Image in header: A zircon crystal with inclusions of impurities from Stonefield Beach in the Pacific. From Microlabgallery.com.
Zirconium as a messenger from a distant past
Zircon crystals (Zirconium silicate or ZrSiO4) are found just about everywhere on Earth, both in sediments and volcanic rocks. This is very nice for scientists for two good reasons:
- These crystals are enormously resistant to weathering. They are so tough that they remain unchanged even after they have been absorbed into the Earth’s mantle along with the surrounding rock and then returned to the surface via erupting volcanoes. So they are the only older remains when all the surrounding rock has completely disappeared through geological activity.
- They usually contain impurities, small inclusions that contain information about Earth’s crust that has already disappeared.
In Western Australia in particular – Jack Hills – zircon crystals have been found that are more than 4 billion years old. The rocks in which they originally occurred have all but disappeared, so these crystals really are the oldest pieces of Earth’s crust still in existence. They must have formed under high pressure from the action of early plate tectonics or possibly from impacts of large meteorites. Dating based on uranium-lead and thorium-lead ratios has shown that the very oldest crystal is 4.404 billion years old. By comparison, the Earth itself is 4.56 billion years old. The contents of that oldest crystal were thoroughly examined. This allowed them to estimate the environment in which the crystal formed, especially based on the oxygen isotopes. The researchers concluded that the crystal formed “in a relatively calm water world with relatively low temperature”. In other words, only 160 million years after Earth’s formation, a solid crust covered with ocean had already formed. A layer of liquid water whose temperature remained below the boiling point.
Turbulent times
Back then, Earth did get bombarded very heavily at times with debris from space. The Solar System was still forming, and there were a lot of collisions going on. A lot of asteroids were in unstable orbits or on a collision course with other objects. Debris was flying just about everywhere. Some impacts might have suddenly vaporised the upper layer (100 metres) of the oceans, driving up the air temperature to as much as 500°C. Then the cooling had to start all over again. This will have been even more intense with the very largest collision. By this we mean the collision between Earth and Theia. Theia was estimated to have been the size of Mars, and this collision left us with the Moon. Despite this, we think the Earth’s crust and oceans were able to fully recover in 5 million years. More on the Moon formation later.

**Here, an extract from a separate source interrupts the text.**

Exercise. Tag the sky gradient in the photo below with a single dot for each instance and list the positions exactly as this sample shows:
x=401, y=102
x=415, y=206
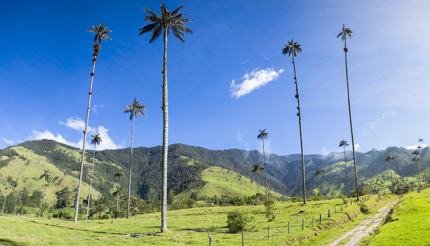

Could life have arisen back then, in that alternation of calmer oceans and turbulent hellish times? The deep sea was possibly a fairly stable and safe place. It could be, but we really don’t know. One rare Jack Hills zircon crystal is dated at -4.10 GA (+/-0.01 GA), and contains graphitic carbon completely surrounded by undamaged crystal. So this carbon was definitely incorporated into the crystal at that time of formation. When you go to examine the ratio of istopes 12Cand 13Cin this graphite, it turns out that it contains the typical ratio of living tissue. So this is a nice clue that life could have already arisen in that Hadean ocean. Simple single-celled organisms that may have disappeared again due to large meteor impacts, after which life re-emerged. Alternatively, these cells simply persisted in the deep sea, thus forming the ancestors of all current life on Earth. Such secrets, unfortunately, cannot be revealed in crystal research.
A water world
In any case, there was a solid crust with an ocean on top. Divergent isotope studies confirm this, by the way, as explained very well in Springer’s book “Young Sun, Early Earth and the Origins of Life” (2012). In the beginning, the Earth would have been almost completely covered with water, with a volcanic top here and there above the water surface. So the crust was under water and was entirely oceanic crust for the first hundreds of millions of years. Continental crust is less heavy, so after a long time it forms a thick packet of scraped-off upper layers where the rock dives back into the mantle. Meanwhile, the amount of water also continued to increase due to volcanic outgassing of water vapour and the addition of impacting water-rich space debris. Throughout the Hadean era (-4.56 GA to -3.9 GA), the Earth would therefore remain completely covered by ocean, albeit with many active volcanoes rising above the water. After that, the continents began to get bigger and bigger, but it took a long time before the got big enough to form dry land above the ever-deeper seas. For the first one and a half billion years, the land surface remained much more limited than today. But afterwards (Proterozoic and Phanerozoic), the land-to-sea ratio was probably not very drastically different from today’s 29%/71%. And that is just as well, because we will further see that this ratio is important for avoiding overly large and dangerous climate fluctuations. This is one of the many factors where the livability of our planet has always been preserved during these 4 billion years.


Whether all that water came mainly from the outgassing of Earth’s rocks or rather from the millions of water-rich asteroids and even more water-rich comets that struck the young Earth is still an unfinished debate in science. There is a lot of evidence to suggest that both sources were important. But for now, no one can be conclusive about the correct proportions.